Mardi, ce sont au moins 18 manifestants qui ont été tués par les forces de l’ordre.
Les autorités turques ont la gâchette facile avec la communauté kurde.
Dans un nouveau bilan des heurts qui ont éclaté mardi dans le sud-est de la Turquie, entre militants kurdes et forces de l’ordre, il est question d’au moins 18 tués parmi les manifestants. Le précédent bilan faisait état de 14 victimes.
Partie d'un appel lancé lundi soir par le principal parti kurde de Turquie, le Parti démocratique populaire (HDP), la vague de protestation a embrasé mardi tout le pays.
Outre Diyarbakir, des morts ont ainsi été recensés à Mus, Siirt, Mardin, Batman et Van (sud-est), dont de nombreux districts étaient soumis mercredi au couvre-feu, au moins jusqu'à jeudi matin. La compagnie nationale Turkish Airlines a de son côté annulé tous ses vols vers Diyarbakir jusqu'à nouvel ordre.
Mardi soir, le vice-Premier ministre Yalcin Akdogan a mis en garde les manifestants. "Nous ne tolèrerons jamais le vandalisme et les autres actes de violence qui n'ont pour seul et unique but que de perturber la paix".
Inviter le bourbier
Face à cette situation, le chef du principal parti d'opposition, le Parti républicain du peuple (CHP, social-démocrate), a exhorté le gouvernement à changer sa politique en Syrie, principal grief des manifestants.
"La Turquie a invité le bourbier du Moyen-Orient sur son sol", a estimé Kemal Kiliçdaroglu, "aujourd'hui elle est elle-même prise dans ce bourbier".
Malgré ce chiffre impressionnant et malgré un couvre-feu imposé malgré un couvre-feu imposé, les heurts ont repris ce mercredi à Diyarbakir et Van.
Reprise ce mercredi
Dans la matinée de ce mercredi des heurts isolés ont été déjà signalés entre militants kurdes et la police à Agri et Karliova (sud-est), selon les médias.
A Diyarbakir, considérée comme la "capitale" du sud-est kurde, la police est intervenue avec des gaz lacrymogènes et des canons à eau pour disperser plusieurs centaines de manifestants qui leur lançaient des pierres, a constaté un correspondant de l'AFP.
Des affrontements similaires ont été signalés dans le centre-ville de Van (est), a-t-on appris auprès des services de sécurité locaux.
Collusion avec Daesh
Les militants kurdes ont manifesté pour protester contre le refus du gouvernement d'intervenir dans la localité kurde syrienne à Aïn Arab (Kobané en kurde). Elle accuse Ankara de collusion avec Daesh et d’empêcher les militants kurdes turcs d’aller porter main forte aux kurdes syriens.

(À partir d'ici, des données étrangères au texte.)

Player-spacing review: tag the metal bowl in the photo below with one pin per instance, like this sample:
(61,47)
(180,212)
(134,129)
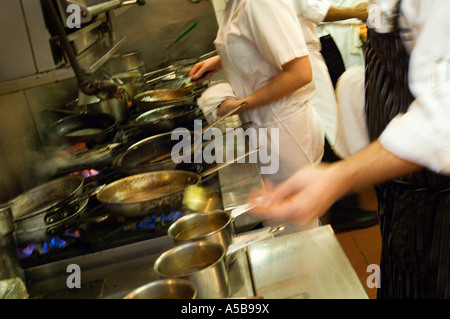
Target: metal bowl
(165,289)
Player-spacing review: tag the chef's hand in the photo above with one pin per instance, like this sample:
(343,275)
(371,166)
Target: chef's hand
(361,11)
(204,70)
(300,200)
(228,105)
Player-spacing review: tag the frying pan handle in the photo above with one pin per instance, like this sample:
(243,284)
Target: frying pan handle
(58,212)
(220,166)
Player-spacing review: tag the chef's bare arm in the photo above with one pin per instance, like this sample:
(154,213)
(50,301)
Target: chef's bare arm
(343,13)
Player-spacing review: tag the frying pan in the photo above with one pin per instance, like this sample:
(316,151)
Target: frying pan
(33,211)
(154,153)
(153,192)
(89,128)
(167,118)
(156,98)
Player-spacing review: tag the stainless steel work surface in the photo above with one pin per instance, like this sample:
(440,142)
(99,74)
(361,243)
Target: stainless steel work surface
(303,265)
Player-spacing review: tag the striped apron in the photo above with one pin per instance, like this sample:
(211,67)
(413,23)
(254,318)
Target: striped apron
(414,210)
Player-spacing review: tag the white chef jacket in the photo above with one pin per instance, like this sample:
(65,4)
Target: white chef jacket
(422,134)
(254,41)
(310,13)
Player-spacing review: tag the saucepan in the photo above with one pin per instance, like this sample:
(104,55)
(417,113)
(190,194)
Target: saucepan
(201,262)
(154,153)
(167,118)
(152,192)
(90,128)
(165,289)
(33,212)
(151,99)
(204,263)
(215,226)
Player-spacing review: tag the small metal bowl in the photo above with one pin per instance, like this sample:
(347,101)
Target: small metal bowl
(165,289)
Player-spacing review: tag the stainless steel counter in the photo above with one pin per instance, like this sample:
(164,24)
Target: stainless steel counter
(303,265)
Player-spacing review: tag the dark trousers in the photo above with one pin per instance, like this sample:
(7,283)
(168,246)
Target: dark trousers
(333,58)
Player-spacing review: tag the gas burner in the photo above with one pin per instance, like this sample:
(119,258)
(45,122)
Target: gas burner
(49,246)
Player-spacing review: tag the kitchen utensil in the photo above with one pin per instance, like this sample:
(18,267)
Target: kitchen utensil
(216,226)
(125,62)
(165,289)
(90,128)
(151,99)
(154,153)
(6,220)
(167,118)
(201,262)
(153,192)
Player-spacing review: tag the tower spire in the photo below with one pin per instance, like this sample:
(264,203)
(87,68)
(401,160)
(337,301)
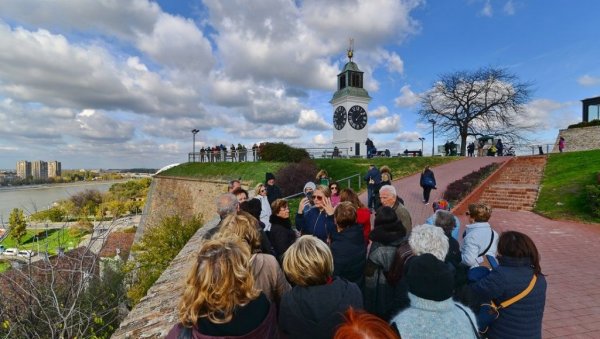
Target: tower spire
(351,49)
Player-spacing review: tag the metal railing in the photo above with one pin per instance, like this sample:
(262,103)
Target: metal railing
(348,181)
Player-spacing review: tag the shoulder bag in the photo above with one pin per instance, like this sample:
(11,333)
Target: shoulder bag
(490,312)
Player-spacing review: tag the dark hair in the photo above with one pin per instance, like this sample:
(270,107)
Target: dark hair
(519,245)
(252,206)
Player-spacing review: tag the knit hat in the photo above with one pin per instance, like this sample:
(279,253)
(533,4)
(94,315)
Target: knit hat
(441,205)
(430,278)
(310,185)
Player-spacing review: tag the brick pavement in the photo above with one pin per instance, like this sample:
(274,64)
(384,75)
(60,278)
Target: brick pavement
(568,250)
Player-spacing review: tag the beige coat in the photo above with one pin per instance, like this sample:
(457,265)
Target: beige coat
(269,277)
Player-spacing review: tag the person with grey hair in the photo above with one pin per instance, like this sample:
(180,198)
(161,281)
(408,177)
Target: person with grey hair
(429,239)
(389,198)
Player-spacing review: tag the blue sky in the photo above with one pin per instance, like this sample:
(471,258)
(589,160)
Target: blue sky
(106,84)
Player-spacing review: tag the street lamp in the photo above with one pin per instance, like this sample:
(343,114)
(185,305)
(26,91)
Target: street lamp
(432,136)
(194,131)
(422,139)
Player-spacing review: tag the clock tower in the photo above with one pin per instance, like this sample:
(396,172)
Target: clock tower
(350,110)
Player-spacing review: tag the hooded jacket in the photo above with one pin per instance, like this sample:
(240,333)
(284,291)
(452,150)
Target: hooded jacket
(349,254)
(316,311)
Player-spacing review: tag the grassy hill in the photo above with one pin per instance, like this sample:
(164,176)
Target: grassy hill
(562,193)
(254,172)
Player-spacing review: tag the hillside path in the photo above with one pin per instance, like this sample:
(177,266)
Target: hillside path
(568,253)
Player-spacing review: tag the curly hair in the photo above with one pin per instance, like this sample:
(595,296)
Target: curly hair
(308,262)
(244,226)
(218,282)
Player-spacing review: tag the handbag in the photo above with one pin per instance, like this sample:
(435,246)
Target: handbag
(490,312)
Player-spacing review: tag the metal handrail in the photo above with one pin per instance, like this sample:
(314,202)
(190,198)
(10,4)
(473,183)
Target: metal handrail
(349,179)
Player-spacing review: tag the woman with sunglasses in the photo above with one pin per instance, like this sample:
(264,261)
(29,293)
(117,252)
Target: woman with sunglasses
(317,221)
(335,193)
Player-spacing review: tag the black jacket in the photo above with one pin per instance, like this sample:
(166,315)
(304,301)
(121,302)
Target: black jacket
(315,312)
(349,254)
(281,235)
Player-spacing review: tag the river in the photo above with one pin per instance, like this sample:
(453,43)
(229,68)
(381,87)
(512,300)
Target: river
(40,197)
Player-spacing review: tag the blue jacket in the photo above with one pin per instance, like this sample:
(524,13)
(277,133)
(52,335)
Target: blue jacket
(317,223)
(349,254)
(522,319)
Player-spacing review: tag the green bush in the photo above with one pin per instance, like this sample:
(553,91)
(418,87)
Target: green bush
(155,251)
(281,152)
(595,122)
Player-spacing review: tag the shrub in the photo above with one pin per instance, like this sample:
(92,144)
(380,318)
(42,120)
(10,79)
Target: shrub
(291,179)
(595,122)
(459,189)
(155,251)
(281,152)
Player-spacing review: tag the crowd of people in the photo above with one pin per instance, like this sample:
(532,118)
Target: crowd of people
(331,274)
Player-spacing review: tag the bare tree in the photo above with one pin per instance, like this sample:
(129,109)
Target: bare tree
(487,101)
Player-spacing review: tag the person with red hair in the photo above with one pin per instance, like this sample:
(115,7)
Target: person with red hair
(363,325)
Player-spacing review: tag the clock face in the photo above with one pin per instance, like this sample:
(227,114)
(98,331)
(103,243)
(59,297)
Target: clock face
(357,117)
(339,117)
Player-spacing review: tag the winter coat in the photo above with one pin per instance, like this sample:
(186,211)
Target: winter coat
(281,236)
(522,319)
(374,174)
(363,217)
(268,276)
(476,240)
(265,211)
(403,215)
(266,330)
(427,179)
(349,254)
(431,221)
(316,223)
(435,319)
(315,311)
(381,298)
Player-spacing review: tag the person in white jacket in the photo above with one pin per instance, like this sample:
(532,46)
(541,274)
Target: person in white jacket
(479,239)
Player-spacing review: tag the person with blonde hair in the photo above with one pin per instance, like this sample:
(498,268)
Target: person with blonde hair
(267,274)
(314,307)
(220,298)
(317,221)
(479,239)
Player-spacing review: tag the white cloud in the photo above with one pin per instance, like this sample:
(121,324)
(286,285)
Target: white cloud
(311,120)
(386,125)
(379,112)
(487,9)
(407,97)
(509,7)
(588,80)
(320,139)
(408,136)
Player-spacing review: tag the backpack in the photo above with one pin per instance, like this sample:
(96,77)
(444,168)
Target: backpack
(401,255)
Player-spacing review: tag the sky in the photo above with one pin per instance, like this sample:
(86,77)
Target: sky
(121,84)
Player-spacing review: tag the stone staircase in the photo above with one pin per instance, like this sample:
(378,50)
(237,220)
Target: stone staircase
(517,187)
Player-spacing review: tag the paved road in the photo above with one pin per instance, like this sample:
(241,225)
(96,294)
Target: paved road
(568,250)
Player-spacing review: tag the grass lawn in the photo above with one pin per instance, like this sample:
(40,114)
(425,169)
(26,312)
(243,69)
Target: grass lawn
(563,187)
(56,238)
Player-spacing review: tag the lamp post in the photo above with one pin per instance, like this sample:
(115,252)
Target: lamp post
(432,136)
(194,131)
(422,139)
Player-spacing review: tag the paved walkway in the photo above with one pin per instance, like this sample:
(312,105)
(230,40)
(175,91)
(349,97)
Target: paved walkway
(568,250)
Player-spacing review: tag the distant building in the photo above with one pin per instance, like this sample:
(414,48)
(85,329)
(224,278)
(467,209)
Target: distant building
(591,109)
(39,169)
(54,169)
(23,169)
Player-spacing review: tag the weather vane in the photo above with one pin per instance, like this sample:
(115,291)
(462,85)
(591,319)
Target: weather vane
(351,49)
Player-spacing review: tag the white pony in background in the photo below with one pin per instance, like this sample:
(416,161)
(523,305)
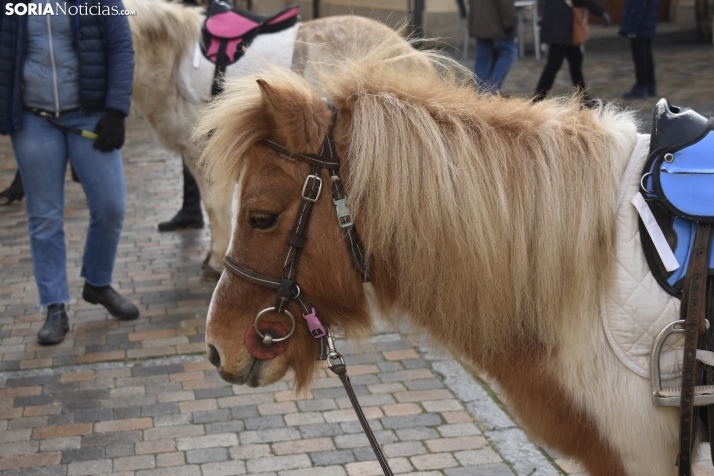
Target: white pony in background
(172,80)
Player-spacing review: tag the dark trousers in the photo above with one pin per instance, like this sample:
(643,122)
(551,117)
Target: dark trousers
(644,63)
(556,54)
(191,194)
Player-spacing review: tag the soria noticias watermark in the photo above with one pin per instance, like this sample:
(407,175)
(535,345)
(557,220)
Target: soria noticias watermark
(61,8)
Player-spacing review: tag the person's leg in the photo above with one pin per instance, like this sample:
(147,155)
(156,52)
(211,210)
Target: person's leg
(575,64)
(41,153)
(190,215)
(102,176)
(649,75)
(16,191)
(547,77)
(639,53)
(507,53)
(484,62)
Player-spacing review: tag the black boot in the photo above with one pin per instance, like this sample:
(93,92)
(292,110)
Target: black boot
(117,305)
(190,215)
(14,192)
(56,325)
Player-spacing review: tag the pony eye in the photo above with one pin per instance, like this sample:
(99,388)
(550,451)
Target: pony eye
(263,221)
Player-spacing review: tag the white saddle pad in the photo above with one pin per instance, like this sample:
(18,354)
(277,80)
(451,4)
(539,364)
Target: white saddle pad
(638,308)
(195,72)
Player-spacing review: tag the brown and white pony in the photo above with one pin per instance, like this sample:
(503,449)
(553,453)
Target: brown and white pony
(491,225)
(164,33)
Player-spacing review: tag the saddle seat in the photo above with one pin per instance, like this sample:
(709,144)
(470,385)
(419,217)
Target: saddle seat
(227,31)
(678,186)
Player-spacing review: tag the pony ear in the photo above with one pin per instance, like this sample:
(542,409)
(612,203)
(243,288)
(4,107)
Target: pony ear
(299,119)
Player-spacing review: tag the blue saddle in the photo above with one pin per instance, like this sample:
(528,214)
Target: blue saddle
(678,183)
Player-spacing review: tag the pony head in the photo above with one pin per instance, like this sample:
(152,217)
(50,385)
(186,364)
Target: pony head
(267,198)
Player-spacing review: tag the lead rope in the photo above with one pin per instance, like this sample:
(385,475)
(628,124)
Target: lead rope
(340,370)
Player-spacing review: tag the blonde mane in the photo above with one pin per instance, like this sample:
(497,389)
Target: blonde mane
(165,22)
(473,206)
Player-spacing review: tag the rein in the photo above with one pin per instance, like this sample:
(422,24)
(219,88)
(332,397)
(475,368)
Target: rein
(286,287)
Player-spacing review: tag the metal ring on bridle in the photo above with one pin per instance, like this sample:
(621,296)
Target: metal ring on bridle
(642,183)
(269,339)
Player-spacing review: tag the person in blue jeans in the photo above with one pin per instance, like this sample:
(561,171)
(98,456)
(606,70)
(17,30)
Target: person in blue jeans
(639,24)
(62,74)
(493,24)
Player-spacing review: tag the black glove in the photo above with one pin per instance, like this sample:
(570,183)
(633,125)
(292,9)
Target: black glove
(606,20)
(111,131)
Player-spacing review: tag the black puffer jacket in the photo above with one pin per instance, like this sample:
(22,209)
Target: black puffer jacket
(557,19)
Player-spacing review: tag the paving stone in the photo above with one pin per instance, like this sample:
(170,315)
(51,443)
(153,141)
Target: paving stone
(90,468)
(244,411)
(261,423)
(60,444)
(57,470)
(409,448)
(133,463)
(119,451)
(159,409)
(411,421)
(206,455)
(87,416)
(269,435)
(482,470)
(225,427)
(316,431)
(83,454)
(193,470)
(328,458)
(226,468)
(120,437)
(207,441)
(278,463)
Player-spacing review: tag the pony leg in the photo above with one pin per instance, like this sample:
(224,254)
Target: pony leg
(617,400)
(549,413)
(218,220)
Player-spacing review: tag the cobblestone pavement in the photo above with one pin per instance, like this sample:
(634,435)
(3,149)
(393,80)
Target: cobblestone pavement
(138,398)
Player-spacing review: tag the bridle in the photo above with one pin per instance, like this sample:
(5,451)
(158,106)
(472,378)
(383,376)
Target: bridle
(286,287)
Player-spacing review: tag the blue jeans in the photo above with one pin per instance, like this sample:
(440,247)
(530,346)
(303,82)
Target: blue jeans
(490,71)
(42,151)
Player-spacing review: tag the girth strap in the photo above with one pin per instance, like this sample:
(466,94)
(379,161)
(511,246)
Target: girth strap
(694,312)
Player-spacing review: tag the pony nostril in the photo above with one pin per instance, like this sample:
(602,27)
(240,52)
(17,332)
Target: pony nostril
(214,357)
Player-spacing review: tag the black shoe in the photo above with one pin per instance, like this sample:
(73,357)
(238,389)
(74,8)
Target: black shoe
(55,327)
(16,191)
(117,305)
(182,220)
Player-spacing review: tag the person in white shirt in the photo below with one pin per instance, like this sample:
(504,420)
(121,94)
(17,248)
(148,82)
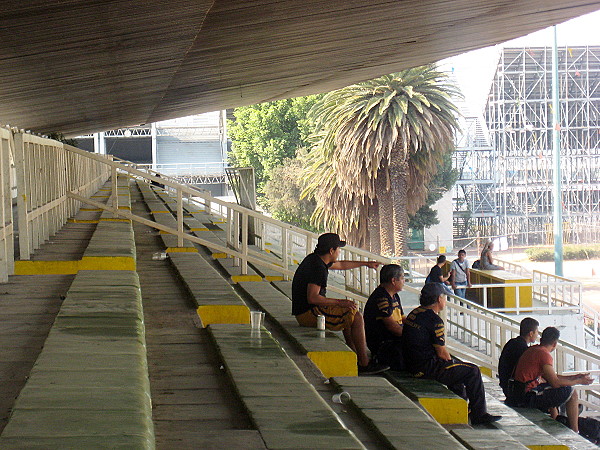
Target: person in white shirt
(460,274)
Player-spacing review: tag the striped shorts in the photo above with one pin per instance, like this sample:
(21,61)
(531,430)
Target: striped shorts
(336,317)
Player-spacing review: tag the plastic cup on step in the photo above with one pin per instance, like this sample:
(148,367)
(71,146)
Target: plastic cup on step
(342,398)
(321,323)
(256,319)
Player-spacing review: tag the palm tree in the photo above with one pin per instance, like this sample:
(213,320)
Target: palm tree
(377,145)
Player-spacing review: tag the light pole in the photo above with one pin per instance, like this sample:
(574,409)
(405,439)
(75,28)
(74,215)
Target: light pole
(557,194)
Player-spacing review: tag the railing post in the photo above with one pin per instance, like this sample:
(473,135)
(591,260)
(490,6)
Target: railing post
(284,249)
(23,192)
(228,227)
(115,190)
(236,236)
(180,217)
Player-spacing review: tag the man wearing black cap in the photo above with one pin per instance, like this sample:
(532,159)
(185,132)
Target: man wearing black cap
(426,355)
(309,298)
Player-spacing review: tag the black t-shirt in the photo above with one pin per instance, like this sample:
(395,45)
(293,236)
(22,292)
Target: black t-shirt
(379,306)
(312,270)
(509,358)
(434,275)
(423,329)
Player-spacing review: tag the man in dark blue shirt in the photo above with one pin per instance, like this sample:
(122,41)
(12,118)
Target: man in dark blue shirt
(383,318)
(426,355)
(309,298)
(512,351)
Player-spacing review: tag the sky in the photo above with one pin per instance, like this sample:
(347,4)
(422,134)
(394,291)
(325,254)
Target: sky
(475,70)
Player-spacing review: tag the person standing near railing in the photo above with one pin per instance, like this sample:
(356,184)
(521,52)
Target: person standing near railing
(437,276)
(460,274)
(309,299)
(486,260)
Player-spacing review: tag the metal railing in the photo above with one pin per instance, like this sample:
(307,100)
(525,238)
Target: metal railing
(179,169)
(591,319)
(477,333)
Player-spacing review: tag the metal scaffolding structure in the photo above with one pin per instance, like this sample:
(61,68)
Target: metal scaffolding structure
(506,185)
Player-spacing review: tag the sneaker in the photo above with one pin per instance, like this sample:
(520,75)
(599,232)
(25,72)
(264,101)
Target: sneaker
(486,418)
(372,368)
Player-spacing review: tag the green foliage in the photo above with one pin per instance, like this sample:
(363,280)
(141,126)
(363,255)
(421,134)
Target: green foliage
(283,192)
(364,133)
(570,252)
(264,135)
(61,138)
(439,184)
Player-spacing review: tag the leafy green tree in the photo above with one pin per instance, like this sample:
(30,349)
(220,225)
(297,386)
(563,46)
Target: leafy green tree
(61,137)
(438,186)
(378,144)
(264,135)
(283,195)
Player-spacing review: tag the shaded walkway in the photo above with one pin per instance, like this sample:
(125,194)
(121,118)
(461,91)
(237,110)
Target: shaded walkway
(193,403)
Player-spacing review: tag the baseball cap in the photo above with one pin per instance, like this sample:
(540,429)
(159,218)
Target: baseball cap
(329,240)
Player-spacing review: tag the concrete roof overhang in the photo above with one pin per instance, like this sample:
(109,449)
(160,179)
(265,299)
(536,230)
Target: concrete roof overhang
(79,66)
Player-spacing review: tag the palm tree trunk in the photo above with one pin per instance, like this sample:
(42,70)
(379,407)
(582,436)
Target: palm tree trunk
(399,184)
(386,221)
(373,227)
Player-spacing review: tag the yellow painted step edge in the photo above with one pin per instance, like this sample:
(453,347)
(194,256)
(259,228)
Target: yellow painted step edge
(72,267)
(274,278)
(114,219)
(335,364)
(232,314)
(82,221)
(241,278)
(181,250)
(446,410)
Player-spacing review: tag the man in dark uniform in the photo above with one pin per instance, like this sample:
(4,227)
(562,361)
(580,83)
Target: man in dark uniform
(426,355)
(309,298)
(512,351)
(383,318)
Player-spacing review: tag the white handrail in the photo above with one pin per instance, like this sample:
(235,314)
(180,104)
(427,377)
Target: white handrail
(476,328)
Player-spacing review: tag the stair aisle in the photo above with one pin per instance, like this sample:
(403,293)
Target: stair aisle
(28,307)
(193,405)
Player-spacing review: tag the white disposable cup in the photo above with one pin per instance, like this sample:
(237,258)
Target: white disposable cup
(321,323)
(342,398)
(256,319)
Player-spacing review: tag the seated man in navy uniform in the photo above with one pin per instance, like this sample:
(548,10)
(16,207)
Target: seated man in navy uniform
(512,351)
(383,318)
(426,355)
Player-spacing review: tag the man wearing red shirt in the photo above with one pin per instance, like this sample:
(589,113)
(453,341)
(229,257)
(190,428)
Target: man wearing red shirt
(557,390)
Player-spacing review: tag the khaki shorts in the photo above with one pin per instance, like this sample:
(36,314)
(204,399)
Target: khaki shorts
(336,317)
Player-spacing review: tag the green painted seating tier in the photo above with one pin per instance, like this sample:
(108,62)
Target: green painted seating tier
(114,239)
(516,425)
(215,298)
(89,387)
(556,429)
(444,406)
(282,404)
(324,348)
(396,418)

Selon l’AFP, malgré le feu vert la semaine dernière du Parlement à une opération militaire contre l'EI, Ankara s'est jusque-là refusé à intervenir pour aider les combattants kurdes qui défendent Kobané, pourtant à portée de canons des chars de l'armée turque
Qui a ouvert le feu
L'essentiel des affrontements se sont concentrés à Diyarbakir, considérée comme la "capitale" du sud-est kurde, où dix personnes ont été tuées, a confirmé lors d'une conférence de presse le ministre de l'Agriculture Mehdi Eker.
"La plupart des victimes (recensées à Diyarbakir) sont mortes par balles" lors de heurts entre militants proches des rebelles du Parti des travailleurs du Kurdistan (PKK) et partisans de mouvements islamistes, a indiqué M. Eker.
Une version qui laisse entendre que ce ne sont pas les forces de l’ordre qui ont tiré sur les manifestants kurdes.
Originaire de Diyarbakir, le ministre a attribué la responsabilité de ces violences à un "lobby du chaos" désireux "d'empoisonner le processus de paix" et a appelé ses concitoyens à "se retenir d'exprimer leur haine" et ne pas redescendre dans les rues.
La paix menacée
Cette vague de protestation sans précédent ces dernières années, menace de faire dérailler le fragile processus de paix engagé entre la rébellion kurde et Ankara.
Les autorités turques jugent les frappes aériennes de la coalition internationale dirigée par les Etats-Unis contre l'EI insuffisantes et redoutent qu'elles ne renforcent le pouvoir du président syrien Bachar al-Assad, leur principal ennemi.
Elle craignent aussi les revendications indépendantistes des kurdes, selon des observateurs.
Le chef emprisonné du PKK Abdullah Ocalan a prévenu que la chute de Kobané signerait la fin des efforts de paix engagés il y a deux ans pour mettre un terme à un conflit qui a fait quelque 40.000 morts depuis 1984.
"La paix menacée", a titré mercredi le quotidien à gros tirage Hürriyet.